*header pic by Shen Comix
Remember when you were a junior dev and you didn't know how to progress faster, what productivity tools and appoaches to use, what kind of mindset you need to adopt. What tips and tools would you give to a younger self? What important lessons did you learn as a dev?
Please, share in the comments!
I'll pick some of your answers for my next article.
Latest comments (47)
I would say learn how to share stuff online about what you know or are learning (2hat I am currently doing)
Understand the problem you are trying to solve, before writing any code. Having the understanding will make writing the code much easier
My 2 cents
dev.to/taijidude/productivity-tips...
Write less code. Once you start writing it - everything slows down / and your perspective gets boxed in. Just write it on paper / or in comments - or draw a picture.
Talk with people about your idea with someone else and see if you can get another way to look at it and maybe learn something. Learn in public.
Create small prototypes and show them to humans on real devices. They'll notice things you didn't and then you can incorporate those things.
Use a time timer to time-box and also to force yourself not to work.
Stop pretending you can multitask.
Actually know how to use your computer well. It's your main tool.
Sleep. Working "hard" is not working smart.
Have a social life. Otherwise, what's the point?
If you watch a tutorial, don't code along. Just take notes on the concepts
Stay out of the CMS for as long as possible, because that's the biggest bottleneck
Avoid anything that isn't absolutely necessary. Do you need that package, library, buildtool, future-tech-debt-machine? Do you need smartsheets, trello, monday, and more tasks to take up your time? Or would a simple README be even better?
search more, write less....
but make sure that, you know what you are doing...
Here are some tips I've learned over the years:
Only do it.
Learn CLI commands, to search, replace, and edit on the fly.
Save snippets and document them heavily.
Working with people is actually the hard part of the job.
Code review your own submissions, harder than you review others.
Learn how to use your ide. Pay attention to the refactorings it provides, learn the navigation shortcuts, learn its capabilities.
If you're a professional, invest in the best tools. You're investing in making yourself a more effective and efficient programmer.
Learn to identify when you're burned out. Stop working for the day, or take a nap or something. If you don't, you're wasting your time and possibly creating new problems for tomorrow.
Focus on the fundamentals. Learn your language and its syntax.
Annotate your code with your intentions, not your implementations.
Names should carry semantic weight.
Don't abbreviate things in variable names.
Follow the idioms of your language.
Along with the correct set of tools, setting up the right mindset is essential to being productive.
Analysis is all-important, think things through (and discuss them with the user or customer when relevant) before you write any code, that's my number 1, number 2 and number 3 point.
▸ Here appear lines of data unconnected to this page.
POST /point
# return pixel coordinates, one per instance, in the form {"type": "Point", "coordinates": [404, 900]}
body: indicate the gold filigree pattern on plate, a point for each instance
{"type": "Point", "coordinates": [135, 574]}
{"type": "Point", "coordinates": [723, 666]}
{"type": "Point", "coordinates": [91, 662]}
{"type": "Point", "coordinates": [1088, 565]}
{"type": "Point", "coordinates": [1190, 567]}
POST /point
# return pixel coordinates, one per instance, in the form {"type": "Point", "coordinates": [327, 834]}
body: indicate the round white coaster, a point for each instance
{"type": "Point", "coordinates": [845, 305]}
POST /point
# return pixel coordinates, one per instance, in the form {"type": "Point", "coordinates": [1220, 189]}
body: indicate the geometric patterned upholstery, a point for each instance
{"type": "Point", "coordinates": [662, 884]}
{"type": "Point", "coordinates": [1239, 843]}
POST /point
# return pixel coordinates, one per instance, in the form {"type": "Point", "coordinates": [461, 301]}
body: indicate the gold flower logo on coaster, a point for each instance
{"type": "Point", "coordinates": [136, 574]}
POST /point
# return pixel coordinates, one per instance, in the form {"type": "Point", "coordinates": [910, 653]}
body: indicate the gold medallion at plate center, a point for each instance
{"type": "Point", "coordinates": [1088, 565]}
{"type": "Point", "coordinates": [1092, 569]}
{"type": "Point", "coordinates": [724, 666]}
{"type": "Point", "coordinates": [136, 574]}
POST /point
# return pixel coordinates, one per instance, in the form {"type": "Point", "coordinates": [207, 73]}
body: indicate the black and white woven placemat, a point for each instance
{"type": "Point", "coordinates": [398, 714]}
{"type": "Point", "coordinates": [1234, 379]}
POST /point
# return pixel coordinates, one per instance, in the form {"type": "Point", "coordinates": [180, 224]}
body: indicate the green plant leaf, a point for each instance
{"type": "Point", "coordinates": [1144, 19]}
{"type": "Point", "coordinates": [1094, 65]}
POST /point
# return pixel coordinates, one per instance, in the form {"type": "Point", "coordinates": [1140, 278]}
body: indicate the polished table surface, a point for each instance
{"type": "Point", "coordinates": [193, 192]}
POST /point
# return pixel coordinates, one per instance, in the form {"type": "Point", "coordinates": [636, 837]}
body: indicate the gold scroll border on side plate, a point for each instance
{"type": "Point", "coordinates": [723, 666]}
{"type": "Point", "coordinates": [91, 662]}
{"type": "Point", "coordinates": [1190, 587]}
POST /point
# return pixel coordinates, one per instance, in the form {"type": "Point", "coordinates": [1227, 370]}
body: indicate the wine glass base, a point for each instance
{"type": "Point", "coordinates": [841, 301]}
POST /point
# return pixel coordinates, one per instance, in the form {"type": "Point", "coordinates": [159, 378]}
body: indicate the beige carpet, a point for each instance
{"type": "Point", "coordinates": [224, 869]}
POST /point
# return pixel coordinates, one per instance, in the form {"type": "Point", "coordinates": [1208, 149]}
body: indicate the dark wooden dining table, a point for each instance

Part of that is - trust your gut feeling, when a solution does not "feel" right, in 90% of the cases that is because it isn't right - this is something that could have saved me from trouble more than once.
Then point number 4 (and 5, and 6) - don't try to learn "everything", it's a waste of time. Learn the fundamentals, then one or two languages and frameworks, and that's it - don't jump on every new bandwagon, ignore the fads and the hype. Specialize - life is too short, you can't get good at a dozen things.
Yeah and I'm now a pretty big believer in automated testing, even though on 95% of my projects I didn't do it, lol, but I'm now convinced that I should - when done well it saves you time, increases quality, and can even help you with design.